V1495 notes¶
Loading the a3818 kernel module¶
The a3818 kernel module does not seem to load on boot, even though the CAEN installation procedure should take care of that. My guess is that kernel updates break the autoload.
[kordosky@lariat-daq01 ~]$ modprobe a3818 FATAL: Module a3818 not found.
Someone deleted the module? Reinstall it.
[kordosky@lariat-daq01 A3818Drv-1.4]$ make make -C /lib/modules/2.6.32-358.23.2.el6.x86_64/build M=/home/nfs/kordosky/A3818Drv-1.4 LDDINCDIR=/home/nfs/kordosky/A3818Drv-1.4/include modules make[1]: Entering directory `/usr/src/kernels/2.6.32-358.23.2.el6.x86_64' CC [M] /home/nfs/kordosky/A3818Drv-1.4/src/a3818.o Building modules, stage 2. MODPOST 1 modules CC /home/nfs/kordosky/A3818Drv-1.4/src/a3818.mod.o LD [M] /home/nfs/kordosky/A3818Drv-1.4/src/a3818.ko.unsigned NO SIGN [M] /home/nfs/kordosky/A3818Drv-1.4/src/a3818.ko make[1]: Leaving directory `/usr/src/kernels/2.6.32-358.23.2.el6.x86_64' [kordosky@lariat-daq01 A3818Drv-1.4]$ ksu Authenticated kordosky@FNAL.GOV Account root: authorization for kordosky@FNAL.GOV successful Changing uid to root (0) [root@lariat-daq01 A3818Drv-1.4]# make install installing a3818 driver.. please wait installation done [kordosky@lariat-daq01 A3818Drv-1.4]$ lsmod | grep a3818 a3818 11091 0
This created /etc/modules
with one entry a3818
in it. I think this should make the module load on boot. At least, it does on my ubuntu machine.
Firmware versions, board numbers and addresses¶
A3818 = 0.04
V2718 = 2.13 link=1 boardnumber = 16
A2719 = 1.03 link=1 boardnumber = 16
V1495 = 01.00 link=1 boardnumber =16 BaseAddress=0x04800000
I can also read the board info off the 1495, but it's not very interesting.
A reminder¶
Matt reminds me that the readout registers for input A are only implemented for channels 16-31, rather than what one might guess 0-15, for 16 channels. I can't recall why he did that...
When do we readout?¶
The 1495 sits there dumbly counting along. When should it be read out? First, we have a record of begin spill and end spill which are used (in NIM) to make a spill gate. That's the first bit input to the 1495 since it will be a vital ingredient in any beam trigger. So, the 1495 could look at that bit and, when it goes high, reset itself (assuming that the start spill is a bit early), then when the bit goes low "request readout". Two issues with this: first, there is a register and front panel LEMO which can supply the reset pulse, so that logic is already taken care of and we should use that input. Second, the clearest way for the 1495 to request readout would seem to be to assert an IRQ on the VME bus. That would be transmitted all the way to the PCI card, which can wait on interrupts. Unfortunately, it's not clear that the 1495 can do that. The functionality would be in the VME FPGA and there is nothing about asserting IRQs documented in the 1495 manual. We have a question in to CAEN about this.
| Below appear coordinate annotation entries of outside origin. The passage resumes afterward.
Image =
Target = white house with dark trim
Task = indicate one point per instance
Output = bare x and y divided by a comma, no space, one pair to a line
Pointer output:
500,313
So, what to do? The V2718 has two front panel LEMO inputs. These inputs can feed into the START of either or both of two pulse generators on the board. The pulse generators can provide pulses with timebase units of 26ns, 1.6us, 400us, and 104ms. You can select the width of the pulse (8-bits = 256) and period (8-bits) and number of pulses (which, if set to zero, is infinite). So, we could have the end of spill signal start a 104ms * 2^8 = 26.2sec long pulse. This is, essentially, a latch. That pulse can be connected to one of the lemo outputs on the V2718 for monitoring purposes and, critically, can be sent to an output register which is readable over the PCI link. The computer program sits there and polls that latch register every few ms. When it goes high, the computer reads out the 1495, the 1495 could then be reset, and then the program resets the latch. Ready to take data again.
Notes- This scheme is basically a CAMAC LOOK-AT-ME approach.
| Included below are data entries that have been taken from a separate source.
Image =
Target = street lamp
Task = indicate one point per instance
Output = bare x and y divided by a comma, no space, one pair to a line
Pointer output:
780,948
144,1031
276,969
- it's not clear what happens if you set the period to zero. My hope is that it will do the thing you'd think it should do: generate a continuous pulse. If so, we have a real latch, not just a very long pulse.
- This scheme could easily be used to readout any 1740's connected to the same computer. If the 1740s were connected to another computer the "let's readout" signal will have to be transmitted somehow. I think this is artdaq's job? Note, this doesn't have to be a fast ns level signal and the other computers would need to reply with a "done" before any resets are issued.
- There is no reason why this scheme cannot be generalized to take other types of triggers, such as from an LED or cosmics. Those would be other trigger patterns, not requiring the beam spill bit. In addition to a spill gate we'd have LI and cosmic gates which would be generated by the computer asking the V2718 to send a pulse out on one of its other LEMOs. Those pulses would go to a gate-delay generator and generate a readout window. In principle, if we want this easily programmable then the 1495 could act as a gate generator. Might be easier to just use NIM though.
- How would the computer know to send out an LI or COSMIC gate signal vs. waiting for beam? Hmmm. Perhaps it has states like WAITBEAM, LI, COSMIC and it just progresses?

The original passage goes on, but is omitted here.